Overcommit means that the act of memory allocation will not report failure, even when the system is out of memory.

Instead, failure will come at an arbitrary point later, when the program actually attempts to use the aforementioned memory that the system falsely claimed had been allocated.

Allocating all at once on startup doesn't help, because the program can still fail later when it tries to actually access that memory.





Which is why I said "allocate and pin". POSIX systems have mlock()/mlockall() to prefault allocated memory and prevent it from being paged out.

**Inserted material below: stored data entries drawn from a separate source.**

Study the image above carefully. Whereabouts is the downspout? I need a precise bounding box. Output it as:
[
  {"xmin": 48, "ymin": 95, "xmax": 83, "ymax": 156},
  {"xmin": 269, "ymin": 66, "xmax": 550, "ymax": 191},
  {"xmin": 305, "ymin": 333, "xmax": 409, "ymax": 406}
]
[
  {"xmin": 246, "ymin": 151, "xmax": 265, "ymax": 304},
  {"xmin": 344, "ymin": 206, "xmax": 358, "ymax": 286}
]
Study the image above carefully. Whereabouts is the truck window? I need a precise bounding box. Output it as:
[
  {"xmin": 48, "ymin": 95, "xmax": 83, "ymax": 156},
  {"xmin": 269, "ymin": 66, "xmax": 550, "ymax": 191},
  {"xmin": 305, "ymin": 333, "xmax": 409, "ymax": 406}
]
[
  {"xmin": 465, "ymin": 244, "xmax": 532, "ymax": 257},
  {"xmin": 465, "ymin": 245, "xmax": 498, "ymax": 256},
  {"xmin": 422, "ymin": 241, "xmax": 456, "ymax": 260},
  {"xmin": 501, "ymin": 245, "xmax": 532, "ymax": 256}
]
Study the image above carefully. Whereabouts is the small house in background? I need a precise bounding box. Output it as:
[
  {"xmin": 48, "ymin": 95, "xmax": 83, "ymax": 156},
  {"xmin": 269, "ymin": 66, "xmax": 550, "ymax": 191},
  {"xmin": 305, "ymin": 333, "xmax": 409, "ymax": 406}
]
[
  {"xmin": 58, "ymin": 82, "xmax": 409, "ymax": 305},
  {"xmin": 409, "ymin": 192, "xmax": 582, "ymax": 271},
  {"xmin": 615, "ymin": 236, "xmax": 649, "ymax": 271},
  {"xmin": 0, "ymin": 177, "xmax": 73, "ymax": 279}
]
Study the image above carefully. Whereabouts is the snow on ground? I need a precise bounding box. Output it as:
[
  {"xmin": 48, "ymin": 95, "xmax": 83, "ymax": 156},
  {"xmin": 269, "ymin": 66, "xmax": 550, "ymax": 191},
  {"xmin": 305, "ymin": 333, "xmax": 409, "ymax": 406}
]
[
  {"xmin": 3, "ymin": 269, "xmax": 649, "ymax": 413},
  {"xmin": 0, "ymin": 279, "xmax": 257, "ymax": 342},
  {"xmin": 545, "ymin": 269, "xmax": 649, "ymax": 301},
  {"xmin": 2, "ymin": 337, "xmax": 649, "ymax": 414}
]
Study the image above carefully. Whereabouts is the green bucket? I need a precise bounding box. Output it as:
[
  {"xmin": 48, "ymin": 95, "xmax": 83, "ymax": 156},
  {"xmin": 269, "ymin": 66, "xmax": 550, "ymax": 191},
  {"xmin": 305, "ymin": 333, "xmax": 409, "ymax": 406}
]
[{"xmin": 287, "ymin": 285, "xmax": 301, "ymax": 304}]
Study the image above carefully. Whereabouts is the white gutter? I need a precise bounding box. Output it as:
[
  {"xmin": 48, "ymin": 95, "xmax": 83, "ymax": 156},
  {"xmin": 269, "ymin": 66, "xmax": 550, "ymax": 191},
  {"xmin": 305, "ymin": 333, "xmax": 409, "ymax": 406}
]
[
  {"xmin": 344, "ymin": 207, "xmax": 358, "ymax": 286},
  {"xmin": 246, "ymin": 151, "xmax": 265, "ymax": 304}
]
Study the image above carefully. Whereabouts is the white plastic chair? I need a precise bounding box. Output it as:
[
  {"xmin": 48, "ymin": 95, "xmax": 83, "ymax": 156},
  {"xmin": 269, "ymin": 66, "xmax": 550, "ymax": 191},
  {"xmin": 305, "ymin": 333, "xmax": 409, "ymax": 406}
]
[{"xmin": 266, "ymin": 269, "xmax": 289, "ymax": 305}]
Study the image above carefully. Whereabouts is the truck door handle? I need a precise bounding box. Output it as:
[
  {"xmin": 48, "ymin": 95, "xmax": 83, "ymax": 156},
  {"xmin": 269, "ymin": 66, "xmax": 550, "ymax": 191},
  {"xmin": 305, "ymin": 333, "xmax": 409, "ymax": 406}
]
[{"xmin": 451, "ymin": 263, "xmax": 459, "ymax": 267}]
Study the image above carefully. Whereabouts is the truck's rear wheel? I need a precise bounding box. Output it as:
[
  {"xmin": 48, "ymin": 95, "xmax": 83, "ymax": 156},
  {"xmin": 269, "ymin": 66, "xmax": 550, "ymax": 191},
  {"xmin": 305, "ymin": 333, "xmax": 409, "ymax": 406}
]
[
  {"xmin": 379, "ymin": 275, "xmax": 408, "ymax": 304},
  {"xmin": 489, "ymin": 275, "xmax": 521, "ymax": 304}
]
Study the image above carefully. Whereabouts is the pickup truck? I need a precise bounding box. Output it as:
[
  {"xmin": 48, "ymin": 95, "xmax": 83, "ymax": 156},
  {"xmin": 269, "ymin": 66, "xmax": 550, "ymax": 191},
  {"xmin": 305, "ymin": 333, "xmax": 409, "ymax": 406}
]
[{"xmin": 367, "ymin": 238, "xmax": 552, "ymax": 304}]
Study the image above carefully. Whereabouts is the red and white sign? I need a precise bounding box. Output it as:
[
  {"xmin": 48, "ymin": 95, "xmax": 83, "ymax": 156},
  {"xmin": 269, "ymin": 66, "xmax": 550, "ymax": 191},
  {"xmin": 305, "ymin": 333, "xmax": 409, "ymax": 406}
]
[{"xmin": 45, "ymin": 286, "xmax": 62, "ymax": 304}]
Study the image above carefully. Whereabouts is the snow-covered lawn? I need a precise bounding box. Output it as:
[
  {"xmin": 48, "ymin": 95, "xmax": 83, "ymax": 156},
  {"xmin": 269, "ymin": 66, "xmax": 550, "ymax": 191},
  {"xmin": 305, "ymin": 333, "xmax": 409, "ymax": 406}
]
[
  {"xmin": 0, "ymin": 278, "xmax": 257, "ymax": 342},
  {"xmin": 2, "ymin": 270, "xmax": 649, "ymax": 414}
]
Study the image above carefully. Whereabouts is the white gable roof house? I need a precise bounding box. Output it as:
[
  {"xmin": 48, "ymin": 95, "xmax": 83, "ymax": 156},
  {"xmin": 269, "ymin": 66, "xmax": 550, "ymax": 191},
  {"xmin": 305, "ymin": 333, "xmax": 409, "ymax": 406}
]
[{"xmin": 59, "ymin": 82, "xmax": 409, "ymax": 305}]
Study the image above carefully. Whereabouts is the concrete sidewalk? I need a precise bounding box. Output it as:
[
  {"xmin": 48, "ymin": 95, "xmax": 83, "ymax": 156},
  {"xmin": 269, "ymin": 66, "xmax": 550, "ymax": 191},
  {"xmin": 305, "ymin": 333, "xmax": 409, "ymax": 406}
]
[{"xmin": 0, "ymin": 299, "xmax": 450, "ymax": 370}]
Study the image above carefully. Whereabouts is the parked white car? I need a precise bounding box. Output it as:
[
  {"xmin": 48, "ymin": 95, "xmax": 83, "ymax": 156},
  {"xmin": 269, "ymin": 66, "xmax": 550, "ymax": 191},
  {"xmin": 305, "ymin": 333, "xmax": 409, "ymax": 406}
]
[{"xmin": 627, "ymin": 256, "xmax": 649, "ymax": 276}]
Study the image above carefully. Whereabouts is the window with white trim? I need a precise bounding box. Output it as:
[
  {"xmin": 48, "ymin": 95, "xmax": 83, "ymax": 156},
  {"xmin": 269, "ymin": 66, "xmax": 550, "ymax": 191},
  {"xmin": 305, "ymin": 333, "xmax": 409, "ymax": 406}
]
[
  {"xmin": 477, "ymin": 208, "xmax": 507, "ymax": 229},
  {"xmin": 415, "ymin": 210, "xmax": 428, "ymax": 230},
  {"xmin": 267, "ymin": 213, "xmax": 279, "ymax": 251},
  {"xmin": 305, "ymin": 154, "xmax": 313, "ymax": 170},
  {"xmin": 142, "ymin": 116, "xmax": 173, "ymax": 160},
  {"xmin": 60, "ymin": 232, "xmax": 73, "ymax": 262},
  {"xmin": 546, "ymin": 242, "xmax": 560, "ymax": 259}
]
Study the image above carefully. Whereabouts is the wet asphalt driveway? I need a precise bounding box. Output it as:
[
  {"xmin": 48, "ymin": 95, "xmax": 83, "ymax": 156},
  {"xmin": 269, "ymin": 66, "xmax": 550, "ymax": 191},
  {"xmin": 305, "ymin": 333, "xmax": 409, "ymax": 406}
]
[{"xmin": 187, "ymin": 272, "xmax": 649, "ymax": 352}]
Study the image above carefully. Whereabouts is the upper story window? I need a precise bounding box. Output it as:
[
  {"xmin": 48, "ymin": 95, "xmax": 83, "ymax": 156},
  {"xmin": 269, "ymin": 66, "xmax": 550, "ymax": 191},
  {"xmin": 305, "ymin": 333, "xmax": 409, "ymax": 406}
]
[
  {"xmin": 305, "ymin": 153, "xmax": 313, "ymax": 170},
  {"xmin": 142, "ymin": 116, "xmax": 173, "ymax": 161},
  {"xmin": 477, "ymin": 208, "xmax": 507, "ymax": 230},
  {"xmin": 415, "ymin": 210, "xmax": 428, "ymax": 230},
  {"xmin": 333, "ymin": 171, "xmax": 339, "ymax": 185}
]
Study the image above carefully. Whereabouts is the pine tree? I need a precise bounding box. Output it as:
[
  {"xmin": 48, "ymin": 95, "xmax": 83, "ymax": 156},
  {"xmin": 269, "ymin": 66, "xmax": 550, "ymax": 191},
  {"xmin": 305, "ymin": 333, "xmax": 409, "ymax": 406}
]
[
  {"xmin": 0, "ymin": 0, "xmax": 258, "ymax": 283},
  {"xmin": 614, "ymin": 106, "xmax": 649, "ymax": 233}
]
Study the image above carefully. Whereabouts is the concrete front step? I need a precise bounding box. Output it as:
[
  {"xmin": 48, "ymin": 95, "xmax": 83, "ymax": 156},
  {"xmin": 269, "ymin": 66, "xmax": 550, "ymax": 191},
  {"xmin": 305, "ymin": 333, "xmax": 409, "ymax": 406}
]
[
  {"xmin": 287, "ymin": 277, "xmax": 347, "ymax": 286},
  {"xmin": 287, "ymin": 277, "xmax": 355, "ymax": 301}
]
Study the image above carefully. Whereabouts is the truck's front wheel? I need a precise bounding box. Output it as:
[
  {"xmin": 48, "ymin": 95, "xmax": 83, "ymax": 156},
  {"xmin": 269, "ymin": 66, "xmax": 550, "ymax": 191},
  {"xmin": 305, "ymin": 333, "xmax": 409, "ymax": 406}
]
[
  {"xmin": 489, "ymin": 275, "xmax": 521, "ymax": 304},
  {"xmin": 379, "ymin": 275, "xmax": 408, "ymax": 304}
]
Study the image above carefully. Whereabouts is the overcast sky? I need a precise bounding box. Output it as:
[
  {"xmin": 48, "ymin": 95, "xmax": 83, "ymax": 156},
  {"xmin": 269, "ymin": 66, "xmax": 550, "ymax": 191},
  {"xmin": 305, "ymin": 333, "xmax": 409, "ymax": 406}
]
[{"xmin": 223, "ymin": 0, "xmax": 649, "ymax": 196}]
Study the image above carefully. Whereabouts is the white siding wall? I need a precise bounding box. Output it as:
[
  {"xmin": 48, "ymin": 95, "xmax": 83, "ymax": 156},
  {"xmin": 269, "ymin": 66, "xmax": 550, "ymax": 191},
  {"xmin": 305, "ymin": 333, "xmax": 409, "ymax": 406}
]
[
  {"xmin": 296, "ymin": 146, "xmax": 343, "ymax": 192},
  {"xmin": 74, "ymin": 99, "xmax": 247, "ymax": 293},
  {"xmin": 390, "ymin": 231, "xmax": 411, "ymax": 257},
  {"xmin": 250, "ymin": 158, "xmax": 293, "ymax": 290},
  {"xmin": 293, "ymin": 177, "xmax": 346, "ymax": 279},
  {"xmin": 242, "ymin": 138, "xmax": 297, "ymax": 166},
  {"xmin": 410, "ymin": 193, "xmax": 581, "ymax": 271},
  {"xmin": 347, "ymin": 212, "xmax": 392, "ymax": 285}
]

Aha, my apologies, I overlooked that.

Random curious person here: does mlock() itself cause the pre-fault? Or do you have to scribble over that memory yourself, too?

(I understand that mlock prevents paging-out, but in my mind that's a separate concern from pre-faulting?)


FreeBSD and OpenBSD explicitly mention the prefaulting behavior in the mlock(2) manpage. The Linux manpage alludes to it in that you have to explicitly pass the MLOCK_ONFAULT flag to the mlock2() variant of the syscall in order to disable the prefaulting behavior.

To be fair, you can enforce this just by filling all the allocated memory with zero, so it's possible to fail at startup.

Or, even simpler, just turn off over-commit.

But if swap comes into the mix, or just if the OS decides it needs the memory later for something critical, you can still get killed.


I would be suprised if some os detects the page of zeros and removes that allocation until you need it. this seems like a common enough case as to make it worth it when memory is low. I'm not aware of any that do, but it wouldn't be that hard and so seems like someone would try it.

There's also KSM, kernel same-page merging.